Could you please attach the slides in the description, as well as under the other videos?
Hi, you'll find the slides at fr.slideshare.net/slideshow/julien-simon-deep-dive-optimizing-llm-inference/270920916. I'll share the other ones in the next week or so.
@@juliensimonfr thanks a lot!
Very interesting. Can we batch 1 image of the LLM? Or we need multiple copies of it loaded in the gpu in order to batch? And how can we estimate the throughput? Say if I have a 70B model on 2 A100?

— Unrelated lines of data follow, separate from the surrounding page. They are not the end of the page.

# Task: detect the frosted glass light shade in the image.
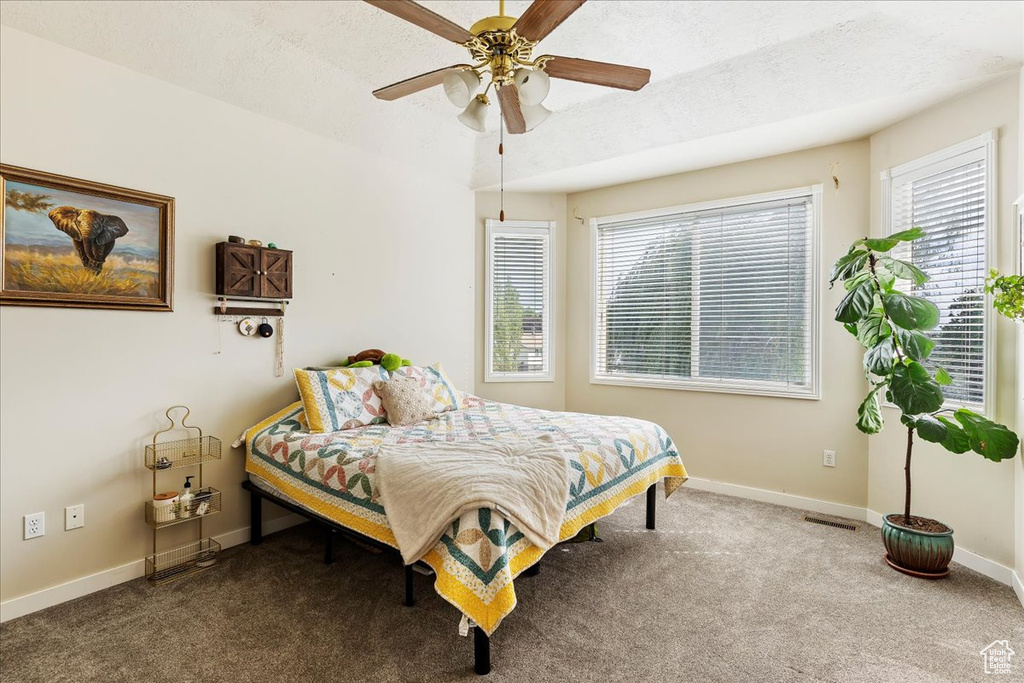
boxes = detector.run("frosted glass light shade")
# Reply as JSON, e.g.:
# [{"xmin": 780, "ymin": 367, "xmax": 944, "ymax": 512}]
[
  {"xmin": 515, "ymin": 69, "xmax": 551, "ymax": 106},
  {"xmin": 443, "ymin": 71, "xmax": 480, "ymax": 106},
  {"xmin": 459, "ymin": 95, "xmax": 487, "ymax": 133},
  {"xmin": 521, "ymin": 104, "xmax": 551, "ymax": 130}
]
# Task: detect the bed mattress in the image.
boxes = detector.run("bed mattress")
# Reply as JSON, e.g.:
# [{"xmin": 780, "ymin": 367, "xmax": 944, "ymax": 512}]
[{"xmin": 246, "ymin": 396, "xmax": 686, "ymax": 635}]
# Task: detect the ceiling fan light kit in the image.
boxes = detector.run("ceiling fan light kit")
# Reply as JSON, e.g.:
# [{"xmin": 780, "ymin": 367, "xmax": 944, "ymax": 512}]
[{"xmin": 366, "ymin": 0, "xmax": 650, "ymax": 133}]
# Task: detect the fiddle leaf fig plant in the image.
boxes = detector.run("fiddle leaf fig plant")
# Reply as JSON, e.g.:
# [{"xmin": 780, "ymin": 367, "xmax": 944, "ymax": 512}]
[
  {"xmin": 828, "ymin": 232, "xmax": 1019, "ymax": 526},
  {"xmin": 985, "ymin": 268, "xmax": 1024, "ymax": 322}
]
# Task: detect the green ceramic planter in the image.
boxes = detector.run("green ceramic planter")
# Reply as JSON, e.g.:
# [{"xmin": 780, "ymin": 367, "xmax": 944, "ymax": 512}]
[{"xmin": 882, "ymin": 513, "xmax": 953, "ymax": 579}]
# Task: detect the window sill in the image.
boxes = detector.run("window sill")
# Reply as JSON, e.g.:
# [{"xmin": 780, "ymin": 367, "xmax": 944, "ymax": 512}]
[
  {"xmin": 483, "ymin": 375, "xmax": 555, "ymax": 384},
  {"xmin": 590, "ymin": 376, "xmax": 821, "ymax": 400}
]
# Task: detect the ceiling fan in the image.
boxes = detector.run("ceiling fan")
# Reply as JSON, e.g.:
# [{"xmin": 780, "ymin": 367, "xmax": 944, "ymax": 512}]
[{"xmin": 366, "ymin": 0, "xmax": 650, "ymax": 133}]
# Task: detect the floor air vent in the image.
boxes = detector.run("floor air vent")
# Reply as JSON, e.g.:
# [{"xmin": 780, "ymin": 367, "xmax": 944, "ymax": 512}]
[{"xmin": 804, "ymin": 515, "xmax": 860, "ymax": 531}]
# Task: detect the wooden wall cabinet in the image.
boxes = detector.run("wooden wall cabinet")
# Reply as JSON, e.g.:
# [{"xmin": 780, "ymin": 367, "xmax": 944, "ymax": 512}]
[{"xmin": 217, "ymin": 242, "xmax": 292, "ymax": 299}]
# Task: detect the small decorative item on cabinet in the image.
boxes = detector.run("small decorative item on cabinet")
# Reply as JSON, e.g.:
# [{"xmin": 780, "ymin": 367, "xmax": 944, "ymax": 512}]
[{"xmin": 145, "ymin": 405, "xmax": 221, "ymax": 584}]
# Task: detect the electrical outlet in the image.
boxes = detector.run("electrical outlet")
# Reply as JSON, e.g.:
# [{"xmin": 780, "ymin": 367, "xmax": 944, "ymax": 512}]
[
  {"xmin": 65, "ymin": 503, "xmax": 85, "ymax": 531},
  {"xmin": 25, "ymin": 512, "xmax": 46, "ymax": 541}
]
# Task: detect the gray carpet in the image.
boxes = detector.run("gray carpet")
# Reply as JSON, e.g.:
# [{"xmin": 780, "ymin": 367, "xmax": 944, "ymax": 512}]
[{"xmin": 0, "ymin": 489, "xmax": 1024, "ymax": 683}]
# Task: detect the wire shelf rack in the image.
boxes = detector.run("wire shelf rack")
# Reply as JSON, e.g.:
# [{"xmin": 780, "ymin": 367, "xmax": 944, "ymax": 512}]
[
  {"xmin": 145, "ymin": 539, "xmax": 220, "ymax": 584},
  {"xmin": 145, "ymin": 486, "xmax": 221, "ymax": 528},
  {"xmin": 145, "ymin": 436, "xmax": 220, "ymax": 471}
]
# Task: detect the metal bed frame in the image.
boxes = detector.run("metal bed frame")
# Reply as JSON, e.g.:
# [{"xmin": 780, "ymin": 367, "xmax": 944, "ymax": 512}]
[{"xmin": 242, "ymin": 479, "xmax": 657, "ymax": 676}]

This works even on a single GPU. Here's the paper if you want to dive deeper: www.usenix.org/conference/osdi22/presentation/yu. Regarding benchmarks, I suggest you run your own to find the right latency/throughput trade-off for your application. This should help: www.databricks.com/blog/llm-inference-performance-engineering-best-practices
@@juliensimonfr Thanks. Do you have a link that explains how to calculate the feasability for an LLM?
很快就讲清楚了,好厉害!爱来自瓷器。
5star ⭐
Thank you!
Thanks for the video great job!!! in terms of Speculative decoding, can you provide any additional feedback on its impact on GPU performance/memory? i.e kv-cache usage or overall GPU memory resources
The only overhead is the assistant model, which can share layers with the large model . For example, see huggingface.co/blog/whisper-speculative-decoding, which says that there's only 8% of RAM overhead.
hi great video! how to set WAITING_SERVED_RATIO, MAX_BATCH_SIZE, MAX_BATCH_TOTAL_TOKENS, MAX_BATCH_PREFILL_TOKENS etc. for highest throughput? looking at llama2-7b-chat and llama3-8b-instruct with nvidia A10.
Hi, the doc is available at huggingface.co/docs/text-generation-inference/en/basic_tutorials/launcher. I would increase batch size and measure.